The first part of our research work concerning the parallel aerodynamic code FLUSEPA has been to design an operational MPI+OpenMP version based on a domain decomposition. We achieved an efficient parallel version up to 400 cores and the temporal adaptive method used without bodies in relative motion has been tested successfully for complex 3D take-off blast wave computations. Moreover, an asynchronous strategy for computing bodies in relative motion and mesh intersections has been developed and has been used for 3D stage separation cases. This first version is the current industrial production version of FLUSEPA for Airbus Safran Launchers.
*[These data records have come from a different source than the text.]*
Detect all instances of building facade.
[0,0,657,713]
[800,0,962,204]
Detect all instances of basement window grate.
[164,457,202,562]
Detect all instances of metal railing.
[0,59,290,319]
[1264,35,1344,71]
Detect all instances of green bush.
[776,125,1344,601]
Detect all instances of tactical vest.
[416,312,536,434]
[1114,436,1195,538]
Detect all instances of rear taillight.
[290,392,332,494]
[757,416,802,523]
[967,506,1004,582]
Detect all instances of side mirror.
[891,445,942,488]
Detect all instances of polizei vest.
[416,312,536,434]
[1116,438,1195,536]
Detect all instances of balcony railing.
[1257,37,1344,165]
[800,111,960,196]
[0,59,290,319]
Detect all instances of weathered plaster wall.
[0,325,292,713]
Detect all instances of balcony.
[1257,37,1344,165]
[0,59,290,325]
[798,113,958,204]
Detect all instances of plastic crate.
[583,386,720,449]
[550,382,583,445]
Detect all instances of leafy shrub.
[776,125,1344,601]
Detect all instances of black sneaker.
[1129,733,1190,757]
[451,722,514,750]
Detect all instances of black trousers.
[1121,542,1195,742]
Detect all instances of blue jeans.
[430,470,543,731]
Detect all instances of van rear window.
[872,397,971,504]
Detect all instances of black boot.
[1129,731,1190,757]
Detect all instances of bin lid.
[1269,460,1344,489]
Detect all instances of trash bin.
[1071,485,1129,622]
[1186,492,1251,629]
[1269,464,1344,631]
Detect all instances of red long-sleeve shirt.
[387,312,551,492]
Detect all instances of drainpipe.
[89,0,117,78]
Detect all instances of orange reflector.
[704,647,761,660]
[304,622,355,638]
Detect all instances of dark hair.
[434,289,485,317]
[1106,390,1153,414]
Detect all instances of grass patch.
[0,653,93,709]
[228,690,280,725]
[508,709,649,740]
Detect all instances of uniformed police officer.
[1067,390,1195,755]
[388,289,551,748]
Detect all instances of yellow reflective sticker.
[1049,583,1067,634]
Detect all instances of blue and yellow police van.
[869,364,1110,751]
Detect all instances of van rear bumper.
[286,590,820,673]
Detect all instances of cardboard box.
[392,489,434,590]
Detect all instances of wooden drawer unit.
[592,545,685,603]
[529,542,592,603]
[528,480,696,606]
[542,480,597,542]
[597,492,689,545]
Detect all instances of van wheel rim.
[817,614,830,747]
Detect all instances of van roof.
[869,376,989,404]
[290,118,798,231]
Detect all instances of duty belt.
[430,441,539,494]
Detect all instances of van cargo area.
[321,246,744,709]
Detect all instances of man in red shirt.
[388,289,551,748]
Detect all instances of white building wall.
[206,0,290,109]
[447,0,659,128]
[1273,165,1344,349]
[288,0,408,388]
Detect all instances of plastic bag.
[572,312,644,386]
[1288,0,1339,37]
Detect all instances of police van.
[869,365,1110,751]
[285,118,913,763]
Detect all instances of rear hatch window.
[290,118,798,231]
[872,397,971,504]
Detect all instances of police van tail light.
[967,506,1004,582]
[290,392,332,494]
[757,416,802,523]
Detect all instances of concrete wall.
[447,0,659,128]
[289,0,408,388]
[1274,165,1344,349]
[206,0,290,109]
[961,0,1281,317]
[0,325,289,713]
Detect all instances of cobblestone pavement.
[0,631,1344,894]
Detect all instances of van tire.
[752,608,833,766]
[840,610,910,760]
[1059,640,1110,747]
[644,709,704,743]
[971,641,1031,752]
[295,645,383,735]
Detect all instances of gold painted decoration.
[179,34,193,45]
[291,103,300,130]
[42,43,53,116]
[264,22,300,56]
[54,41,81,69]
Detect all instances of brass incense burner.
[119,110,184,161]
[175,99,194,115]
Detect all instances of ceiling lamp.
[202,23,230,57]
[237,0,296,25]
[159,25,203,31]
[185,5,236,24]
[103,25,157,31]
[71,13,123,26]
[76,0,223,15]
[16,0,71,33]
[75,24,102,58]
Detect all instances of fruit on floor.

However, this intermediate version shows synchronization problems for the aerodynamic solver due to the time integration used. To tackle this issue, a task-based version over the runtime system StarPU has been developed and evaluated. Task generation functions have been designed in order to maximize asynchronism during execution while respecting the data pattern access of the code. This led to the re-factorization of the FLUSEPA computation kernels. It's clearly a successful proof of concept as a task-based version is now available for the aerodynamic solver and for both shared and distributed memory. It uses three parallelism levels : MPI processes between sub-domains, StarPU workers in shared memory (for each sub-domain) themselves running OpenMP parallel tasks. This version has been validated for large 3D take-off blast wave computations (80 millions of cells) and is much more efficient than the previous MPI+OpenMP version: we achieve a gain in computation time equal to 70 % for 320 cores and to 50 % for 560 cores. The next step will consist in extending the task-based version to the motion and intersection operations. This work has been carried on in the framework of Jean-Marie Couteyen's PhD (defended in September 2016) in collaboration with Airbus Safran Launchers ([2], [17]).